PaperPort Notes is a fantastic way to upload notes, copy teacher files, and mark up files. PaperPort Notes integrates with many other apps, including Dropbox and Google Docs. Use it to import files from your computer, the web, or file sharing services like Dropbox, or box. You can also open the file using a variety of other apps, including QuickOffice, PDF, Skitch, e-readers, Edmodo, DocuSign Ink, inClass, and Evernote, and send the file to a printer.

PaperPort Notes easily allows you to write directly on PDFs imported into the app. Include recorded notes, handwritten notes, typed notes, or use Dragon speech recognition to speak your notes and have them converted to text. With PaperPort Notes, you have the option of blank pages, lined paper (yellow or white), or graphing paper. Insert other files into your current notes as well. As you create new notes, you can add borders, stickies (post-it notes), and textboxes to annotate images. Use pencils, pens, and highlighters to mark up files or add to existing files.

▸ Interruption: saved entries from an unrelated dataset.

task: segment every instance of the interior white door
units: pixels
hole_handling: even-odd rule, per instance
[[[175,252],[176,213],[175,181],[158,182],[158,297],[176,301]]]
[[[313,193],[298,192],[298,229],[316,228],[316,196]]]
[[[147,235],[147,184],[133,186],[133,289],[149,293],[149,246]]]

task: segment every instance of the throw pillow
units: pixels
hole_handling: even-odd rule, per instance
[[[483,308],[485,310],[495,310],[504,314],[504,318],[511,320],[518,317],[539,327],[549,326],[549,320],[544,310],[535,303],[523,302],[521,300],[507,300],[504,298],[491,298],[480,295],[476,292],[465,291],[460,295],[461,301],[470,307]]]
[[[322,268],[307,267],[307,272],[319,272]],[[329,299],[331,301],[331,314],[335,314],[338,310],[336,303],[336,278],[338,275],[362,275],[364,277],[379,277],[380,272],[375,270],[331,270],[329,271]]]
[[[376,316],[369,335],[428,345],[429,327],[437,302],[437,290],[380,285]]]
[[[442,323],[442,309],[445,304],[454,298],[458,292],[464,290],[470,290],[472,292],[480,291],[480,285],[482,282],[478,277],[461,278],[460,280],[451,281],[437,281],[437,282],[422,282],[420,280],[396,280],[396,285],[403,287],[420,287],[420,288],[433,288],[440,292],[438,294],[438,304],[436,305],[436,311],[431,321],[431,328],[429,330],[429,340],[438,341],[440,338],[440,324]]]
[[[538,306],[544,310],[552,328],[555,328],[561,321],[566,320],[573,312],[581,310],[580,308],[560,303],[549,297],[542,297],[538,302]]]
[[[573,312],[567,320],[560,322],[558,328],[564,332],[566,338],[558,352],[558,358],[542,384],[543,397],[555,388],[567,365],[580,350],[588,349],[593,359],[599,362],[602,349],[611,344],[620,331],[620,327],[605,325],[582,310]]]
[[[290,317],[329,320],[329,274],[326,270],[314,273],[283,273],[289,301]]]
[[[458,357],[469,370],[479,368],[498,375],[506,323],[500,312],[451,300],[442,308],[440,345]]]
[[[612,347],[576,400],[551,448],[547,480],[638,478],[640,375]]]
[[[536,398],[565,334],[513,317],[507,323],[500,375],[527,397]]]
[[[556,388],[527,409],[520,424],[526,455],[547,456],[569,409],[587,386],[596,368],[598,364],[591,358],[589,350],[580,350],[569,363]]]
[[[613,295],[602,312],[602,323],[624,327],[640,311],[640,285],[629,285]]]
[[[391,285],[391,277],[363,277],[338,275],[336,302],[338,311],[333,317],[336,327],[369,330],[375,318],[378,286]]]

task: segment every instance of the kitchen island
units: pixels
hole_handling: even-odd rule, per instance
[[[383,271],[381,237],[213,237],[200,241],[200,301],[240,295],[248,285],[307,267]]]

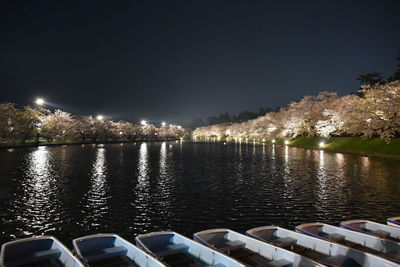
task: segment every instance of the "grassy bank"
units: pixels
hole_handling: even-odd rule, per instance
[[[8,148],[19,148],[19,147],[35,147],[35,146],[59,146],[59,145],[83,145],[83,144],[115,144],[115,143],[135,143],[135,142],[161,142],[161,141],[175,141],[177,139],[141,139],[135,140],[57,140],[53,142],[47,142],[41,140],[26,141],[25,143],[0,143],[0,149]]]
[[[325,145],[320,146],[321,141]],[[283,140],[279,140],[279,142],[283,143]],[[400,159],[400,138],[394,138],[390,143],[386,143],[380,138],[332,137],[323,139],[320,137],[299,137],[291,140],[288,145],[370,157]]]

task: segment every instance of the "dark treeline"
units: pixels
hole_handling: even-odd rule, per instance
[[[384,79],[383,74],[377,71],[361,74],[357,77],[357,80],[360,82],[361,86],[377,85],[377,84],[383,85],[386,83],[400,80],[400,51],[398,52],[396,59],[397,59],[396,69],[393,72],[393,74],[389,76],[386,80]],[[363,91],[361,89],[362,87],[360,88],[360,90],[358,90],[358,92],[354,94],[363,97],[362,92],[364,92],[365,90]],[[258,111],[242,111],[237,115],[232,115],[228,112],[225,112],[217,116],[210,116],[207,119],[196,118],[190,123],[186,124],[185,126],[186,128],[193,130],[198,127],[204,127],[215,124],[242,123],[245,121],[256,119],[258,117],[262,117],[267,113],[273,111],[279,111],[279,108],[276,108],[275,110],[271,108],[259,108]]]
[[[217,116],[210,116],[207,119],[196,118],[191,121],[187,128],[195,129],[197,127],[203,127],[207,125],[214,124],[231,124],[231,123],[240,123],[248,120],[252,120],[265,114],[273,111],[271,108],[259,108],[258,111],[242,111],[237,115],[232,115],[229,112],[221,113]]]
[[[359,75],[357,80],[360,81],[362,85],[385,84],[400,80],[400,51],[398,52],[396,59],[397,59],[396,69],[394,73],[387,78],[387,80],[384,79],[383,74],[381,72],[377,71]]]

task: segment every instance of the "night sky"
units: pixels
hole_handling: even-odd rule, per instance
[[[0,0],[0,102],[183,123],[387,78],[400,1]]]

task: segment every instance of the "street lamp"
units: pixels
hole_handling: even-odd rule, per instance
[[[289,140],[285,140],[285,145],[288,145],[289,143]]]
[[[165,125],[167,125],[167,123],[165,122],[165,121],[163,121],[162,123],[161,123],[161,126],[165,126]]]
[[[43,98],[37,98],[35,103],[38,106],[43,106],[44,105],[44,99]]]
[[[103,115],[97,115],[96,119],[98,121],[102,121],[104,119]]]
[[[146,120],[142,120],[142,121],[140,122],[140,124],[143,125],[143,126],[145,126],[145,125],[147,125],[147,121],[146,121]]]

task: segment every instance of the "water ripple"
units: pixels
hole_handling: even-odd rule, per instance
[[[278,145],[182,142],[0,151],[0,241],[400,214],[400,166]]]

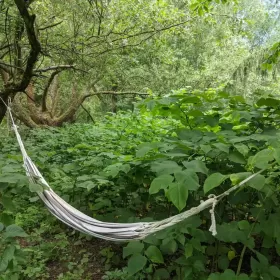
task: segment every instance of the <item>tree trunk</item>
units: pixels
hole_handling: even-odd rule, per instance
[[[1,96],[0,97],[3,99],[3,101],[7,104],[8,103],[8,96]],[[6,112],[7,112],[7,107],[3,103],[2,99],[0,99],[0,123],[4,119]]]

So how do I use this in my classroom? Let students download teacher-posted resources, and use these resources as the starting point for their own notes. Have them mark up the teacher resources, highlighting some information and typing notes in others. If students have e-books or PDF books for their classes, they can highlight and write in those books. When students have research papers due, they can snap pictures of the quotes to turn in and to refer back to when writing the papers, reducing the likelihood that they will forget where their quotes came from. Students can also record experiments, and insert those recordings or pictures into their lab reports. When working across grade levels, older students can share files with younger students, and vice-versa. Students can create a true multimedia portfolio of work for future reference.

From a teacher’s perspective, you can now give students outlines as a starting point for class notes. In addition, you can record students and share those recordings during teacher assessments. Teachers can also create portfolios of student work for APAs and other assessments. If the teacher’s edition is available as an e-book or PDF, teachers can mark up the teacher’s edition with notes and highlights, rather than bookmarks and post-it notes.